Kill Your Email: Change the Way You Use Your Inbox
Over the past couple of years, we've seen a lot of attempts to reinvent email. But there's a problem: Exchange remains dominant, and its odds of going away are slim. Perhaps we're using email for the wrong things?
As I write this, my number is 19,485 … 484 … 483. It keeps dropping.
Like many iPhone owners, I’ve spent much of my time in the past few days staring at a number on a list, hoping to finally get a spot in the new iPhone app Mailbox of my very own. (With a number that started around 60,000, I’m actually one of the lucky ones. Most people are much further back than that.)
But I know that, when Mailbox’s counter finally gets down to zero and my iPhone explodes with new messages, I won’t be truly happy.
That’s because, like many people who slog away in the business world, I’ll remain tethered to Microsoft Exchange, an email protocol so dominant in the sphere that it won’t go anywhere in the near future. And unlike Google’s Gmail and Apps platforms, the protocol doesn’t hook into everything. In fact, most attempts to reinvent email in the past few years—from the Google-acquired Sparrow to the multiplatform Postbox to the web-based MailPilot to the upcoming .Mail—have one thing in common. They don’t support Exchange, which means that for many business users, they’re solving somebody else’s problem. (For what it’s worth, Mailbox recently said on Twitter that it’s working on Exchange compatibility, so maybe it’ll be different this time?)
Microsoft’s ongoing foothold on this market is similar to that of Internet Explorer a decade ago. So much infrastructure has been built that any effort to shake that foothold would be disruptive and dramatic for any organization. With 53 percent of all businesses worldwide relying on Exchange for email, according to a recent study by the Radicati Group, Exchange is one of Microsoft’s biggest success stories, and for most people, Outlook (for better or worse) is the horse driving that buggy.
This is great for top-down IT consistency, of course, but the problem is that it may add extra layers of complexity for people looking to get stuff done. In my own case, I have multiple Gmail accounts running at all times, along with a copy of Postbox and a copy of Outlook—either the online version or the desktop one. There must be a better way to keep all of this stuff organized.
On the other hand, maybe the issue isn’t email. Maybe you just need a different communication process altogether for certain things. In recent years, business-oriented social platforms like Yammer have opened up new forms of communication that make more sense for organizations. On the social management front, HootSuite launched something similar last year.
Around the time that HootSuite launched the feature, its CEO, Ryan Holmes, wrote a column for Fast Company, “Email Is the New Pony Express—And It’s Time to Put It Down,” where he derided email altogether.
“Email was never intended for collaborative work,” he writes in one example. “Try setting up a meeting time with a group on email and that becomes painfully obvious. Messages flood in, getting out of sync and leaving users scrolling madly to track the conversation.”

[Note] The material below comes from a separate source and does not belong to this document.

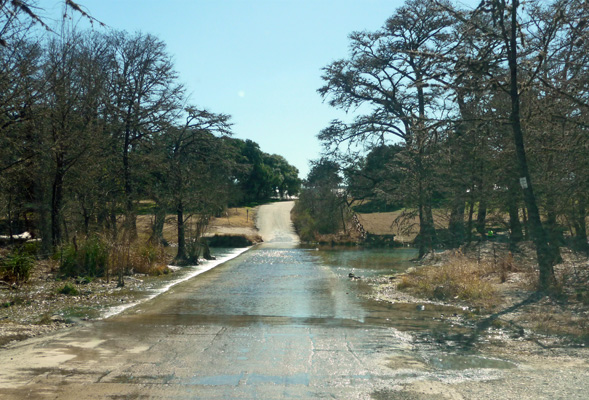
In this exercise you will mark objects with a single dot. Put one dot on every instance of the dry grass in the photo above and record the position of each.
(460, 278)
(241, 218)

Maybe the problem isn’t that you need “Inbox Zero,” the in-vogue term to describe an empty inbox, as well as a mind cleared of worry about email. Maybe the real issue is that your association needs to find ways to make email one of many options on the table—and for most situations, not necessarily the first one. There are many conversations that happen via email that would make much more sense on Campfire, for example.
Since I started typing this post, my number on that Mailbox list has gone down to 18,126. But the problem still hasn’t gone away. Perhaps that’s because we’re focusing on the wrong issue.